Last year, tensions between India and China were at a peak after multiple clashes at the border. Trade between the two countries fell by 5.6% as compared to 2019, and India began scrutinizing investment proposals from Chinese firms. However, China’s mobile phone makers had a strong year.
A report from analyst firm IDC suggests that Chinese phone makers had more than 70% of the market in 2020. This indicates that the majority of Indian consumers are buying a device made by a company from the neighboring country. The report also notes that after multiple years of growth, the smartphone market fell by 2% in 2020.
Even in a year with the coronavirus pandemic and dwindling trade, brands such as Realme, Vivo, and Oppo showed growth in the Indian market. And while Xiaomi’s year-on-year growth dropped by 6%, it solidified its #1 position with a 27% market share for the year. If we compare this to IDC’s 2019 report, the top five smartphone brands — four of them are Chinese makers — have grabbed a larger share of the market in 2020.
The majority of smartphones sold in India are assembled locally. However, there’s also a strong reliance on China to import key components that make a phone. So it wouldn’t be in India’s best interest to put any restrictions on trade in the devices market.

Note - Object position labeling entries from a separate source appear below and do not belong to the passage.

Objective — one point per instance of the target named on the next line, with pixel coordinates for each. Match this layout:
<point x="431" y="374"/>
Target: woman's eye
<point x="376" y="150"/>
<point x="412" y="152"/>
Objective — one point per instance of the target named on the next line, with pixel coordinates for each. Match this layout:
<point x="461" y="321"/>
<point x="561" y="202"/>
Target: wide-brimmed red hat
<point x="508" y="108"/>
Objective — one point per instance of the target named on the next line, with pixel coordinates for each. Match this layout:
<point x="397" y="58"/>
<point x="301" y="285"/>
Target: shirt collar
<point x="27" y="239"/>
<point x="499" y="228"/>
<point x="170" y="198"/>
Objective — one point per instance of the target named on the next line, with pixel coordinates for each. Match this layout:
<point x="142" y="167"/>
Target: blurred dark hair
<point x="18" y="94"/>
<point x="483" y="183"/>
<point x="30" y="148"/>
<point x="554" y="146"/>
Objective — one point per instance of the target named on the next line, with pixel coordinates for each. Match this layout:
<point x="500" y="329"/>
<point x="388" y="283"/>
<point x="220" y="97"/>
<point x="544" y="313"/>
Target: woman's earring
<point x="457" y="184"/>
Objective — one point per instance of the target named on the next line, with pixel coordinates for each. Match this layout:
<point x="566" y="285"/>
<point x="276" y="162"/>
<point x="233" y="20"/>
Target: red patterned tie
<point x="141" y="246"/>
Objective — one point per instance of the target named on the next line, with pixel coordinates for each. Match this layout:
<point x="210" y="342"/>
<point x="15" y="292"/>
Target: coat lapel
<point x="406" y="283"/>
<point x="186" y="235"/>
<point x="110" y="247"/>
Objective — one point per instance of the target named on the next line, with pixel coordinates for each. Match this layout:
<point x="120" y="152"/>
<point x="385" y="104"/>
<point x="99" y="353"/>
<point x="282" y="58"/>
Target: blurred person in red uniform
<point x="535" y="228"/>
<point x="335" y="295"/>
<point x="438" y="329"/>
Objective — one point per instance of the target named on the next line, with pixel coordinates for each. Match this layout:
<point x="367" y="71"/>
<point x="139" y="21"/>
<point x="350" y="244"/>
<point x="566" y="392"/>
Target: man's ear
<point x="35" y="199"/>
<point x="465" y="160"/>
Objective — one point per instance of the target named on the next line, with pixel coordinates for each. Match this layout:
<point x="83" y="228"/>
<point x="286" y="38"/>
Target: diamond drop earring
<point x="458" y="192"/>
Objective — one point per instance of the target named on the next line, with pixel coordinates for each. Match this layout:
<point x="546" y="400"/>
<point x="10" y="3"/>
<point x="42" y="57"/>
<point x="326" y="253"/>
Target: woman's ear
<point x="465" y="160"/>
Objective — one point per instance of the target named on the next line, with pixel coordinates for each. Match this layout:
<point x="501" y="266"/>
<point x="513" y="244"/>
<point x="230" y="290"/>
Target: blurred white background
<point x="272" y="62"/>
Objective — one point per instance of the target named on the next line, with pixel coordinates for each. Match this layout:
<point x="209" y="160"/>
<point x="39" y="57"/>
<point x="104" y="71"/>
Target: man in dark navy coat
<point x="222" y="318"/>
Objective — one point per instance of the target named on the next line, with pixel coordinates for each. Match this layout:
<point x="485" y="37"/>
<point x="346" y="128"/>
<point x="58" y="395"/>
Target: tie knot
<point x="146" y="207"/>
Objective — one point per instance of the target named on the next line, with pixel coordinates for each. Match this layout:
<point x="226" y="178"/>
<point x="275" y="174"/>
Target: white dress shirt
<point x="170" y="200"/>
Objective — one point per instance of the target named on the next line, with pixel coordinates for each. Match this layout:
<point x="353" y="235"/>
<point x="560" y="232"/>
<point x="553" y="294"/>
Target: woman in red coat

The government of India banned hundreds of Chinese apps in 2020, including TikTok, Helo, and PlayerUnknown’s Battleground (PUBG) multiplayer game. This series of bans started after a skirmish at the border between armies of the two countries in June. And ever since then, there have been growing fears in the tech community that these restrictions would even reach hardware makers. However, there are no signs of it as of yet.
So while Chinese internet companies like ByteDance are preparing to sell parts of their businesses to Indian firms, their hardware counterparts are getting stronger in the country. And this trend might not change unless there’s a sweeping policy change from New Delhi.